The federal regulatory juggernaut has been slowed, if not stopped, the Reagan administration claims in a progress report on its campaign against government regulation.

The pace of federal rule-making has been cut nearly in half, administration officials say, and more than 180 rules have been delayed, changed or killed since January, cutting compliance costs by as much as $18 billion.

James C. Miller III, head of the administration's regulatory task force, acknowledged in a briefing Friday that the estimated reduction of $15.5 billion to $18.6 billion in regulatory costs was "fairly crude."

The savings estimates were based on a third of the regulations involved, because no cost estimates were made on many of the smaller regulations, and the estimates assume that the regulation has been abolished. In many cases, the regulation eventually will take effect in scaled-back form.

Nor did Miller's task force at the Office of Management and Budget try to balance the dollar value to society against the saving that results when the rules are delayed or eliminated. "We don't have good benefit estimates," Miller said.

More than half of the 180-plus rules withdrawn, modified or held by the administration involve three agencies -- the Department of Housing and Urban Developemnt, the Environmental Protection Agency and the Transportation Department. Many of the DOT and EPA rules were targets of a special effort to lighten the load on the auto industry.

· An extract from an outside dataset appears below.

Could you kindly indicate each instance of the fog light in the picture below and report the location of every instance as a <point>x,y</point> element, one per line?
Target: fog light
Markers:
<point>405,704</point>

Administration officials said the number of proposed rules published daily in the Federal Register has been cut in half since January, and the Federal Register is about a third smaller than when Reagan took office. That comparison may be exaggerated, for two reasons -- the Carter administration enacted a flock of regulations in its final months, and the Reagan forces applied the brakes hard with its 60-day regulatory freeze.

Nevertheless, the freeze did mark the start of a sharp change in regulatory policy. It's clear that this administration intends to issue far fewer regulations than it predecessors.

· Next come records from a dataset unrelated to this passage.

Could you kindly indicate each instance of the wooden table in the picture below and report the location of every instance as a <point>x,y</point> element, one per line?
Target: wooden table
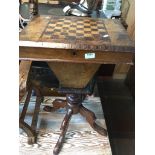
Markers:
<point>74,48</point>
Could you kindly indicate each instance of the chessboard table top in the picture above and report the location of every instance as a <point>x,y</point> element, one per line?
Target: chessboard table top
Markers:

Miller's scorecard shows that 847 federal regulations issued by executive branch departments and agencies have been reviewed since Jan. 20 by the OMB regulatory staff of 60 economists, statisticians and aides.

Only one "major" rule has been sent back to the issuing agency for revision because it didn't meet Reagan's standards for regulatory relief, Miller said. That was the Postal Service's ill-fated proposal for a nine-digit zip code, which has twice been rejected by OMB. A major rule is one that would have compliance costs of more than $100 million. Although all major rules are supposed to be reviewed, only four have been submitted to OMB thus far.

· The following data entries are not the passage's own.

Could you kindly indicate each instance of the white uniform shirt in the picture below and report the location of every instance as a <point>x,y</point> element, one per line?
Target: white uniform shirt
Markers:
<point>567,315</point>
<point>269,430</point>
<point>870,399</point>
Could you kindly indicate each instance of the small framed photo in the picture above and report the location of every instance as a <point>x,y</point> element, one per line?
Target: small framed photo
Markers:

Fifty-five lesser regulations failed to pass OMB's scrutiny and were sent back for revision. And, 636 were found to be in accord with the regulatory guidelines and allowed to go forward, and 33 were approved without a regulatory review to comply with court or congressional deadlines or to deal with emergencies. The rest are still being considered at OMB.

To clarify its policy, the administration released Friday a new statement on how the costs and benefits of regulations are to be analyzed.

Among other requirements, regulators are directed to consider alternatives to issuing new rules, including, for example, relying on workmen's compensation and product liability laws to deal with safety and health protection. This reflects the administration's preference for having society shoulder more responsibility for regulating itself, aides said.

Regulators must prepare a "net benefit" assessment comparing costs and benefits, and new regulations should not be issued unless the potential benefits outweigh the costs.

So far, this has proved to be an inexact science in many instances. The administration's estimates of costs and benefits have been heatedly disputed in one particularly controversial case -- the proposed revision of DOT regulations that would require installation of automatic seat belts in passenger cars beginning in 1982.

OMB has stimated that rescinding the regulation would reduce investments by auto manufactureres by $460 million and save consumers a total of $900 million.

William Nordhaus, a former member of the Council of Economic Advisers retained by the insurance industry to defend the seat-belt regulation, complained that the administration relied on auto industry cost estimates "without any reservations."

The National Highway Traffic Safety Administration "has not adequately explained how the costs of automatic belts have more than doubled . . . since 1977," even after allowing for inflation, he said.

If Nordhaus is right -- and NHTSA says he is not -- the administration has exaggerated the savings of this regulatory change significantly.